新潮文庫の巻末に載っていますが、三島は1969年1月に書いた覚書で次のように書いています。

『わが友ヒットラー』は、アラン・ブロックの『アドルフ・ヒットラー』を読むうちに、1934年のレーム事件に甚だ興味をおぼえ、この本を材料にして組み立てた芝居である。(中略)
国家総動員体制の確立には、極左のみならず極右も斬らねばならぬというのは、政治的鉄則であるように思われる。そして一時的に中道政治を装って、国民を安心させて、一気にベルト・コンベアーに載せてしまうのである。何事にも無計画的、行きあたりばったりな日本は、左翼弾圧からはじめて、昭和11年の二・二六事件の処刑にいたるまで、極左極右を斬るのにほぼ十年を要した。それをヒットラーは一夜でやってのけたのである。

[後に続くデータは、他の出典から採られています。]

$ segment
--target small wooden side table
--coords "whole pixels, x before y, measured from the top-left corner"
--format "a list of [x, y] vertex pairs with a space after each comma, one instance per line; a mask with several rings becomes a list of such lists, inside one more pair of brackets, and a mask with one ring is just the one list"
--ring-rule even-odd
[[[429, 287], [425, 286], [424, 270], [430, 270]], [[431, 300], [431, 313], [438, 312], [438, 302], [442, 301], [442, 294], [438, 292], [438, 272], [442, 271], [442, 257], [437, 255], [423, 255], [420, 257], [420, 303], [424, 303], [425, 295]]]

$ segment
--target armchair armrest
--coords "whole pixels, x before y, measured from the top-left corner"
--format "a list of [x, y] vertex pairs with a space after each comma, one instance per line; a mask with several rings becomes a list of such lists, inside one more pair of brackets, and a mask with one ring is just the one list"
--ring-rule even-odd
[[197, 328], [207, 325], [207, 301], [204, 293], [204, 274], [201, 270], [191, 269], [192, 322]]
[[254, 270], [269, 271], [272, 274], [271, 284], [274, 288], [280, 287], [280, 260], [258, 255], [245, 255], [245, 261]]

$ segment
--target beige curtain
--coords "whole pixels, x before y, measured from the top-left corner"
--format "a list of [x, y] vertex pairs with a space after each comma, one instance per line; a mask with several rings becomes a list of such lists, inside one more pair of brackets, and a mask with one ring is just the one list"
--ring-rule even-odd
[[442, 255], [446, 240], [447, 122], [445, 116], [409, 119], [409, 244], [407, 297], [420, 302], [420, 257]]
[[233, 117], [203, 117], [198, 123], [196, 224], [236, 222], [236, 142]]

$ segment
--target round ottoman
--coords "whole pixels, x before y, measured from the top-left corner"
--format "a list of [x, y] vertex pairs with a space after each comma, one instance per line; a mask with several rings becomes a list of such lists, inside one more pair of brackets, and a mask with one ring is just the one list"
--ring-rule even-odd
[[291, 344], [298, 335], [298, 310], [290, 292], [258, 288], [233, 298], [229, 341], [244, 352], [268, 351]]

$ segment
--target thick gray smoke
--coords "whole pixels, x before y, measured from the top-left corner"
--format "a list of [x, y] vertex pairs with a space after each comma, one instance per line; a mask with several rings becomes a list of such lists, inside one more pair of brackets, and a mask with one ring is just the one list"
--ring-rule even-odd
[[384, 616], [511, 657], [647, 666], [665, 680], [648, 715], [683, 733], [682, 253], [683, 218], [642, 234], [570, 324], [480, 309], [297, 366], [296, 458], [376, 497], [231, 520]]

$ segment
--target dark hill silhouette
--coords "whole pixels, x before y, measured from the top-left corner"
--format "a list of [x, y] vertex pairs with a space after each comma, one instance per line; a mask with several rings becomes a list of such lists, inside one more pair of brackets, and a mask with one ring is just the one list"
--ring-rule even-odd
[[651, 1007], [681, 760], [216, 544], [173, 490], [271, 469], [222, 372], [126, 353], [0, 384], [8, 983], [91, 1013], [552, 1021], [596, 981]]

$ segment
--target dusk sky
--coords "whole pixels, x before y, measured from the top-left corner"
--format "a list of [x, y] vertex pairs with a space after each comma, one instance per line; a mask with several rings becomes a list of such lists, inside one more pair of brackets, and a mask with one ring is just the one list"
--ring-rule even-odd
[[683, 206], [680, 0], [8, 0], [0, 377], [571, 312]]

この覚書から、レーム事件と二・二六事件の相似に興味を持ったことが分かります。レーム事件では左翼の大物シュトラッサーも同時に処刑されました。三島によると「シュトラッサーは実際は酒豪で豪快な大男だったが、レームとの対照上、又、日本の現代の観客で彼を知る人の少ないことを計算に入れて、思い切って性格を改変した」とのことです。
第一幕でヒットラーはレームに話しかけます。

ヒットラー エルンスト、忌憚のないことを言わせてもらえば、お前の突撃隊は巨大なノスタルジヤの軍隊だとは云えないかね。
レーム それはどういう意味だ。
ヒットラー 三百万の兵隊は立派に政治的な集団だと云えるかね。かれらの生き甲斐はなつかしい「兵隊ごっこ」にあるとは云えないかね。

三島は覚書でも「レームに私はもっとも感情移入をして、日本的心情主義で彼の性格を塗り込めた」と書いていますが、突撃隊は言わば巨大な「楯の会」として描かれています。三島由紀夫はレームに自分を、ヒットラーに昭和天皇を重ねているように思われます。